Didn't know where to post this one.
Bought a generic no name titanium/carbon frame from ebay for $500, then built it up with parts laying around from my other bikes. The only "brand" sticker was on the top tube-"TECH2GO", which I removed. Then I stripped all the parts as much as possible of any labels, including wheel stickers, put white cork tape and replaced the Fizik Arione seat with an all white Specialized Avatar gel. What do you think? I was pretty amazed how sexy a plain bike could look. A bit heavy at 18 lbs and 10 oz, but super stiff and fast, surprisingly responsive (almost too twitchy for me), but a cush ride at the same time. My Madone SSLx and Felt F3 will be gathering dust for a while.
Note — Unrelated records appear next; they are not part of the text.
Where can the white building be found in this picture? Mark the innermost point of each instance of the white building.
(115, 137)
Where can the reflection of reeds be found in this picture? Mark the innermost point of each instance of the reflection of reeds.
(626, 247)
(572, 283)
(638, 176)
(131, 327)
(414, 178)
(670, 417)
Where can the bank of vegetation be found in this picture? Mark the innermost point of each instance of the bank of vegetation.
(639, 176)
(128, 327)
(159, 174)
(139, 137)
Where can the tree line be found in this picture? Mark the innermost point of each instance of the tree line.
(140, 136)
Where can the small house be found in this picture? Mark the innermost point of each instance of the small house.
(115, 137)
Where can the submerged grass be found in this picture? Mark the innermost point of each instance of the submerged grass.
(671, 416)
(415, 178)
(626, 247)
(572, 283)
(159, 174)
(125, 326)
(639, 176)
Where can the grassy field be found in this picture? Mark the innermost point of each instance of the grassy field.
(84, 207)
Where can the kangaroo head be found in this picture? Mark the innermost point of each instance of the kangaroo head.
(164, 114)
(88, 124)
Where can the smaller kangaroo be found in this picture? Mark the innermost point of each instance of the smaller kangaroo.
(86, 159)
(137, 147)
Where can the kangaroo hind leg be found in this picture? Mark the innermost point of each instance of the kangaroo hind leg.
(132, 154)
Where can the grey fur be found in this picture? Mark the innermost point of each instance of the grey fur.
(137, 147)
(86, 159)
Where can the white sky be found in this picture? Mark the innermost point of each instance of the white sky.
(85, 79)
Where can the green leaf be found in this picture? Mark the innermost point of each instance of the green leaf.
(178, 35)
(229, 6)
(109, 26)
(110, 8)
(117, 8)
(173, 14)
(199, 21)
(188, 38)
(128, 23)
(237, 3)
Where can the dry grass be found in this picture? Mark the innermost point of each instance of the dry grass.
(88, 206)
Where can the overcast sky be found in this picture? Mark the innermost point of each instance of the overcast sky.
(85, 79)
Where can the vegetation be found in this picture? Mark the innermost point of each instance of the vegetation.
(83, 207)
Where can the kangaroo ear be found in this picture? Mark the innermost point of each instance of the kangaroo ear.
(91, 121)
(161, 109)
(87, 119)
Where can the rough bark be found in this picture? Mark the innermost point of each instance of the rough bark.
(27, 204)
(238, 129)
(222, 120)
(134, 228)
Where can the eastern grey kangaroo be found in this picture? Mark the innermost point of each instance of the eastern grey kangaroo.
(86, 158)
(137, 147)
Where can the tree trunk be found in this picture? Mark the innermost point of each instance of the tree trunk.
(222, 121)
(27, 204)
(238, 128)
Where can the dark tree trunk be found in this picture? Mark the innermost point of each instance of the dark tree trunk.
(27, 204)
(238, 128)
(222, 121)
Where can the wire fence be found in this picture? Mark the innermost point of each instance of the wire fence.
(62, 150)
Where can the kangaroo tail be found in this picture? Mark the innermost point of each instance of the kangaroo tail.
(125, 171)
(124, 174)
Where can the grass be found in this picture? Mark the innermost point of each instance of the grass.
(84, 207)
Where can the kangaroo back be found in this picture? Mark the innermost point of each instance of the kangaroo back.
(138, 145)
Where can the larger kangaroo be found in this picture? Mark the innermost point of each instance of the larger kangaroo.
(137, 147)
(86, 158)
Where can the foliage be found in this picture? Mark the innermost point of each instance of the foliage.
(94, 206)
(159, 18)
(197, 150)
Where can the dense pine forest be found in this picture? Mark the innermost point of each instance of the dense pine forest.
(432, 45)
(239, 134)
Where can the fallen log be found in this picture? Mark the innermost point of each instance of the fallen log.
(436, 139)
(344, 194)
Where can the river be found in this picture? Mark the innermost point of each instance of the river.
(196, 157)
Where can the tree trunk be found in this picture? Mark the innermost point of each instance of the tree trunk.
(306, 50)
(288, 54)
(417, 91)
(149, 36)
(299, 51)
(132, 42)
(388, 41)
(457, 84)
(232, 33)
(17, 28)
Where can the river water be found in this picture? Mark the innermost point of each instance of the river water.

I've got a new favorite


----------



## Marc (Jan 23, 2005)

Nice looking bike for the price!!


Could I ask for a close up on a Ti weld seam, and also a head-beadge shot?


----------



## lionheartdds (Mar 24, 2007)

Room 1201 said:


> Nice looking bike for the price!!
> 
> 
> Could I ask for a close up on a Ti weld seam, and also a head-beadge shot?


Sure thing.


----------